Alright let me walk you through my weekend project – putting together that rubber basketball court flooring with wood pieces. Man, it was way messier than the YouTube videos show! Grab some coffee, this one’s got story time.
Starting Off Wrong Like Always
First thing, I unrolled that giant rubber sheet right on my dusty garage floor. Big mistake. Tiny rocks and sawdust stuck to the bottom like glue. Had to wipe the whole thing down with damp cloth. My back was screaming before I even got to the wood part. Pro tip? Do this inside or on clean concrete.
Wood Planks Everywhere
Dumped out the larch planks from those flat boxes. They looked all crooked and weird at first – thought they shipped me garbage. But nope! Turns out you gotta line up the little tongue-and-groove bits. Took me like 10 minutes just to get the first row straight. Needed:
- Rubber mallet (basically whacked the planks into submission)
- Measuring tape (kept getting 1/4 inch gaps if I eyeballed it)

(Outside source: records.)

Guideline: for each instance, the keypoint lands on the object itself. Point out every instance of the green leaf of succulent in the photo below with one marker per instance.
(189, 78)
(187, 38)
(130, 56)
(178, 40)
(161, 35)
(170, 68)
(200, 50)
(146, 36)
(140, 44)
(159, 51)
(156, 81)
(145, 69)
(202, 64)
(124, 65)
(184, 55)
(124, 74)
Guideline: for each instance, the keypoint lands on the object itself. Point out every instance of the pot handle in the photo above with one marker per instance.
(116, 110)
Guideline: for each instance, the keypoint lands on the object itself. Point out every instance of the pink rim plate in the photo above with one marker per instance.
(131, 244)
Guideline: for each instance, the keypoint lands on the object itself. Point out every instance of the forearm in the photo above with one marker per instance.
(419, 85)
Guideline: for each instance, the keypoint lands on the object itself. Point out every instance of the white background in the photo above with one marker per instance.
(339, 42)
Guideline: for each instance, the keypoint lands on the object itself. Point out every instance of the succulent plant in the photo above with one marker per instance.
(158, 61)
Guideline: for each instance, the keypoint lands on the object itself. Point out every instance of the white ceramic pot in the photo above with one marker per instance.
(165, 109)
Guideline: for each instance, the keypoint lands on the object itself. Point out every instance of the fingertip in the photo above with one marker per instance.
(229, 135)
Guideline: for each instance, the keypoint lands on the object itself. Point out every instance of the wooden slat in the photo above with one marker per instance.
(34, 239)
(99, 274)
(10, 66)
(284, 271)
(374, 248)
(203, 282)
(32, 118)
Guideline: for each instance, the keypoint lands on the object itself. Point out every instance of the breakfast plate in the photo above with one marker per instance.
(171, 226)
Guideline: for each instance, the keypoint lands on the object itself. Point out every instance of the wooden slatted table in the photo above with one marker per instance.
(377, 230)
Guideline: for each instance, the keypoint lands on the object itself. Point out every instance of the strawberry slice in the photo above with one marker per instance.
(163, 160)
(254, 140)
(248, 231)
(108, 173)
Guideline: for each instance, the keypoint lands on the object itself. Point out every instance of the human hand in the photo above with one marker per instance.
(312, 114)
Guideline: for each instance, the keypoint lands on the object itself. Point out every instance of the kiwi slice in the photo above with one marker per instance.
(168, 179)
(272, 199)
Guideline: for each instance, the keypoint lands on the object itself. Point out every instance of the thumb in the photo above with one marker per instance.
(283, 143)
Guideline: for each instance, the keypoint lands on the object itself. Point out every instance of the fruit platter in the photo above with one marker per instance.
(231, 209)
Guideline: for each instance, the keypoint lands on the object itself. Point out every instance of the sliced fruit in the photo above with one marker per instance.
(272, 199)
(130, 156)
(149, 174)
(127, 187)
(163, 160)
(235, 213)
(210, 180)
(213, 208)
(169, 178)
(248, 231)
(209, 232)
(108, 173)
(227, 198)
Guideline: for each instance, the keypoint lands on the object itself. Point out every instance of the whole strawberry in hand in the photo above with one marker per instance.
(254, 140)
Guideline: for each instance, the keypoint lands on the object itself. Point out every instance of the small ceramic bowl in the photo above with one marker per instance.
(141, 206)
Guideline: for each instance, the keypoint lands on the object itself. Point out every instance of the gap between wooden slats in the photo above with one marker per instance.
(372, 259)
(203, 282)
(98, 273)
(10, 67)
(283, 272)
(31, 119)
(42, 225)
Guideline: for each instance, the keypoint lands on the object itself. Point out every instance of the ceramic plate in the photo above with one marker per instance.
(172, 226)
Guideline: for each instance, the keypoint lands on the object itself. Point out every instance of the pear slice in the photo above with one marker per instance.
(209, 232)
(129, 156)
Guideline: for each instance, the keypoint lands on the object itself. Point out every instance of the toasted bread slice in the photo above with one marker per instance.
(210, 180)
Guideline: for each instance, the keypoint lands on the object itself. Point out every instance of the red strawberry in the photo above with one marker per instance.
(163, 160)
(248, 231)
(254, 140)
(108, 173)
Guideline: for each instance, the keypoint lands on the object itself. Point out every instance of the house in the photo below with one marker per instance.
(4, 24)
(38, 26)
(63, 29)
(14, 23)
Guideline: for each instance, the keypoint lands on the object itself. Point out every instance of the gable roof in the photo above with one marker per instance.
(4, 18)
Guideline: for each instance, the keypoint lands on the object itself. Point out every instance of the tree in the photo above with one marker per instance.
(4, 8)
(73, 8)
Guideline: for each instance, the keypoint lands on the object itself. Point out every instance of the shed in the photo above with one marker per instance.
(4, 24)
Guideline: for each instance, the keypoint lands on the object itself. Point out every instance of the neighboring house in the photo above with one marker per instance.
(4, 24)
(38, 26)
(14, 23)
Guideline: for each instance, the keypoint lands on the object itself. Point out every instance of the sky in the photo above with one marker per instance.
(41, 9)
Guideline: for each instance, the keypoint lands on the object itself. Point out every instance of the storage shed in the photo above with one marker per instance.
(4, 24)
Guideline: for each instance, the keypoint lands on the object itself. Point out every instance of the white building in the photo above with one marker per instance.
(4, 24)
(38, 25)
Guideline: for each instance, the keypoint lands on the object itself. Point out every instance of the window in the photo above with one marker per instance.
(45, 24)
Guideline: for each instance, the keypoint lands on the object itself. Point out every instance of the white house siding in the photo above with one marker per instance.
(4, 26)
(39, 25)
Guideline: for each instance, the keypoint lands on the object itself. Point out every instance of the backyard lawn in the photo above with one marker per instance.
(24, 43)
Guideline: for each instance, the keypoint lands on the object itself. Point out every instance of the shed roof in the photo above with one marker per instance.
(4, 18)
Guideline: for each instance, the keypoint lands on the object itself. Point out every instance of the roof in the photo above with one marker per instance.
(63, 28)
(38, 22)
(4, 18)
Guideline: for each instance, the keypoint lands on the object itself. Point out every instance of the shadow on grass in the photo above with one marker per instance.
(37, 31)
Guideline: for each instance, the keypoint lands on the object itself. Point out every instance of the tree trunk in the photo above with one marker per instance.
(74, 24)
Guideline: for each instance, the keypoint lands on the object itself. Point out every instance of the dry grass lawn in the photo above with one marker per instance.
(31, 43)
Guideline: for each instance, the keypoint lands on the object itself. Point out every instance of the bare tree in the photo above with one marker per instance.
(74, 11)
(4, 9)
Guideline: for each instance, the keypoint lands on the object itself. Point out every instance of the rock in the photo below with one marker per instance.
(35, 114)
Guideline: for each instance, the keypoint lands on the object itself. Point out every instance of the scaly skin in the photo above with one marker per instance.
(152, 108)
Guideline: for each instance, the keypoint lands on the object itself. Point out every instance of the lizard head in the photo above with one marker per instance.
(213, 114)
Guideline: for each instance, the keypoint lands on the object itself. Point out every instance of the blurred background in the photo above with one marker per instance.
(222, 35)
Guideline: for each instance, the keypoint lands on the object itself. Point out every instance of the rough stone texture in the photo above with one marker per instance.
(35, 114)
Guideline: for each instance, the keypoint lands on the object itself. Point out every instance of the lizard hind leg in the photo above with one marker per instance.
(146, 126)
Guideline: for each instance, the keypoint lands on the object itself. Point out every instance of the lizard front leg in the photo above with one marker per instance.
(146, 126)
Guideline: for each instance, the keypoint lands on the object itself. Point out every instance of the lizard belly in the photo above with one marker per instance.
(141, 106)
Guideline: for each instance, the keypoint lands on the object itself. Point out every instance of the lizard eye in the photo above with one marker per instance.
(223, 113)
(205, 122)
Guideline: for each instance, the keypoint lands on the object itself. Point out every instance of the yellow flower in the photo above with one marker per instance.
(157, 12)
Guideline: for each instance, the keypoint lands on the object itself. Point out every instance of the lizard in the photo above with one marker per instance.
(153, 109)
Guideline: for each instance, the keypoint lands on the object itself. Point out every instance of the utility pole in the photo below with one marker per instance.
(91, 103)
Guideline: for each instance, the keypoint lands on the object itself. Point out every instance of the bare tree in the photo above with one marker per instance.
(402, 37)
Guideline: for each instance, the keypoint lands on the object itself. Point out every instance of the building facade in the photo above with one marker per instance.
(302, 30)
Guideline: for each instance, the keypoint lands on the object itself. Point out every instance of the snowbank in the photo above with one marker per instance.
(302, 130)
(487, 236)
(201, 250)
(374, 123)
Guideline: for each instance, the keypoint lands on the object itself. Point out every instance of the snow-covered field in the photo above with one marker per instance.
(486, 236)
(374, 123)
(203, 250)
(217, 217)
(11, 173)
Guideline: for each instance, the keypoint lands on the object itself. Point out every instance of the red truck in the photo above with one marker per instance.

- Carpenter’s pencil (regular pen just smeared everywhere)
The Rubber Wrestling Match
Thought cutting rubber would be easy. Lol, nope. Utility knife blade got stuck halfway through! Had to saw it back and forth like a maniac, sweating buckets. Finally got it trimmed to size – edges looked like my kid cut them with safety scissors. Hot glue gun came in clutch sealing the ugly cuts.
Putting It Together
Okay. Rubber layer down first on my now-clean garage floor. Dropped first wood plank row on top. Tapped the grooves together with my mallet – bam bam bam – felt good. By row three, it’s kinda looking like a real floor! But then I hit the wall… literally. Cut the end plank too short. Swore so loud my neighbor yelled “You good over there?!” Rookie measurement error. Whacked my knuckles hard with the mallet too. Pro tip? Wear work gloves unless purple fingers are your aesthetic.
Finish Line Chaos
Four hours in? Covered in sawdust, rubber crumbs stuck to my sweatpants. But slapped that last plank in place and stepped back. Damn it actually looked professional! Did a little bounce test with the basketball – solid grip, nice wood feel underfoot. Worth the blood and tears? Yeah… but next time I’m just calling Handy Andy.
Moral of the story? Your fingers and lower back will hate you. Use glue sparingly unless you want permanent rubber boogers on the planks. Took me twice as long as the package said – but hey, now I got a legit court for beers and hoops this summer.